La première fois que j'ai véritablement écouté Gang Starr c'est à la mort de Guru. Je participais alors à une émission hebdomadaire sur Radio Campus et on m'avait chargé de faire la nécro alors que je n'avais quasiment aucune idée de qui était le type. Je me suis donc dirigé vers les autorités compétentes qui m'ont bien évidemment conseillé Moment of Truth. Devant l'ampleur de la tâche, j'ai bien évidemment rouspété et exigé une sélection. J'ai fini par faire trois minutes, une blague sur le fait qu'il ne soit pas mort par fusillade et j'ai passé You Know My Steez parce que quand même ça tabasse grave.

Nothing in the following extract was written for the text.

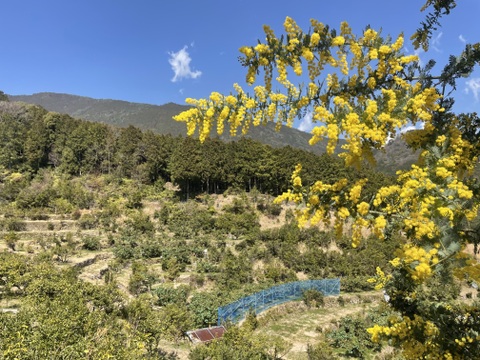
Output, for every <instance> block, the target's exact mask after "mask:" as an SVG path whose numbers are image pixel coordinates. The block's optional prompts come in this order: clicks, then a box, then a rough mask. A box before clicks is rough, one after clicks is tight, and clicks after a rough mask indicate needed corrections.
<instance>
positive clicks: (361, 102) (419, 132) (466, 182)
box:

Guru et Premier ce serait un peu Lennon et McCartney dans un hip hop sympa et gentil où les artistes les plus respectés seraient aussi ceux qui mangent des légumes et font traverser les vieilles dames. Je ne dis pas qu'il n'y a pas deux-trois « bitch », « motherfucker » et une cargaison de « nigger » sur le disque mais comparé aux caïds de la profession, tous à la tête d'un commerce parallèle de drogue, d'un empire du porno ou d'une multinationale florissante, les deux de Gang Starr font vraiment très boy-scouts. Ça se ressent pas mal sur le disque avec des thèmes aussi provocateurs que le temps qui passe, la lutte des classes ou l'acceptation. Un « album de la maturité » comme il faut avec des samples jazzy, des invités prestigieux qui servent à rien et la production de circonstance.
J'ai toujours préféré Premier à Guru (comme je préfère Paul à John). C'est un de mes producteurs de hip hop préférés. Pour avoir vu quelques vidéos où il se lâche sur les effets, je trouve son travail au sein de Gang Starr encore plus soignée qu'à la première écoute. Premier habille chaque morceau avec la délicatesse d'un thanatopracteur de talent, lui faisant la plus belle gueule possible avant son grand voyage vers l'inconnu. Cela ne veut pas dire que je n'aime pas Guru mais je n'ai jamais été envouté par sa voix. Ceci il dit, il garde quand même un putain de flow.
Pour parler précisément de l'album, sorti l'année où le hip hop est mort une première fois, j'ai pas grand chose à dire de plus que mes estimés collègues. Qu'est-ce qui a pris à Virgin et Emi de sortir un disque aussi dense ? Personne ne leur avait jamais parlé de B-Sides ou d'édition Deluxe avec des bonus de qualité ? Personne ne leur a dit que 36 chambers n'avait que 13 pistes ? Le quart de l'album aurait très bien pu partir à Vera Cruz avec les interludes téléphoniques lourdingues pour revenir tout frais pour une édition anniversaire que ça m'aurait pas vraiment dérangé. Un terrible manque de projection dans l'avenir malheureusement partagé par de nombreux grands disques de hip hop.
Après tout ça, je me demande si je suis pas un peu trop difficile avec ce disque. Il est mieux produit, mieux écrit, mieux rappé et mieux scratché que de nombreux enregistrements du genre et je ne peux pas vraiment en vouloir à deux braves gars d'étaler leur générosité sur toute la durée du compact disc. Il possède quelques tubes immédiats (You Know My Steez et Above The Clouds en tête), une atmosphère mélancolique indéniable et un parfum east-coast pas factice pour un sou (il y a même un hommage à Notorious). Un brave disque fait par des braves gars qui n'ont finalement de gangstas que le nom.